I was so happy I could do this small thing.
I was so happy I could do this small thing.
Here's Shannon, helping me model the sign that tells me where we are. This one got herself a nice Japanese husband. Maybe my turn is next...
The event was impeccably organized by the Veggie Village Maestro, Barry Mcfee. Barry is one of those Engineers that the whole world wants, so it was wonderful staying with him and his dear wife Frances, and hearing all their stories of life lived out in exotic locations.
It took me about half-a-minute after meeting Barry at the airport to guess his profession. Engineers are my favorite people: concise, relaxed, yet accurate. They happily do the groundwork required to make things succeed, while the rest of us skip the little things like confirmation phone calls, etc saying 'She'll be right, mate". But she won't.
Whats the best thing about engineers? Maybe its their flexible attitude to the surprises that life insists upon dishing out. Engineers, like ideal Permaculturists, go with how reality IS, rather than how we think it SHOULD be.
Barry, you were an inspiration.
And I loved your old Citroen.
Veggie village is the neatest community garden I have come across, and I've seen them all over the planet. Neatest of the pretty: neat and dull doesn't count.
I especially loved this man-made 'creek' that the volunteers reconstructed from a diverted spring and swamp.

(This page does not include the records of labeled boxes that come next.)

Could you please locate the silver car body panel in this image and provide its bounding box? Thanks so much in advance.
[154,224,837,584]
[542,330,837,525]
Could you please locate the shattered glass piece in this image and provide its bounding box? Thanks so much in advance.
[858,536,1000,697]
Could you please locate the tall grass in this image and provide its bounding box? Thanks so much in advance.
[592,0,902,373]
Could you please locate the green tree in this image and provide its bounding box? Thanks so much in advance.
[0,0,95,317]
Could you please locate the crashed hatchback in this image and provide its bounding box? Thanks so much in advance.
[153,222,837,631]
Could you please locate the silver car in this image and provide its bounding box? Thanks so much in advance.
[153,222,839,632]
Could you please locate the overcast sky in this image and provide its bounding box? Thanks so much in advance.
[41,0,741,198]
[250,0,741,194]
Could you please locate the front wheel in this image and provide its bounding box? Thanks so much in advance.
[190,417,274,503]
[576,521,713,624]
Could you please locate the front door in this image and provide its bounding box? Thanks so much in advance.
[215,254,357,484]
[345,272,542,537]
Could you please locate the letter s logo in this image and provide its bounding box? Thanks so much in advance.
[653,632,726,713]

Its almost Japanese, the natural placement of rocks, reeds and flow. And how is this for a good story: the reeds get almost too thick by the end of the season, and that's when the lady artist who created all this says 'Harvest time", and turns them into handmade paper.
What did participants think?
"Most enlightening. I loved the possum theory i.e. 'The problem is the solution'".
Linesse
"When you were born, the world made room for a little more fancy - love your approach while providing vital info".Well, I really hope they find a way to invite me back next year.
J& D
"I loved your positivity and I will create a garden! I also loved your Japanese-ness. If you have any nice wwoofers who want to stay in Noosa, give them my address. If my garden isn't established yet, they can couch-surf!"
Shannon
For now, I'll make do enjoying the 'before' and 'after' balcony garden photos that have started trickling in from the participants. That's the desert.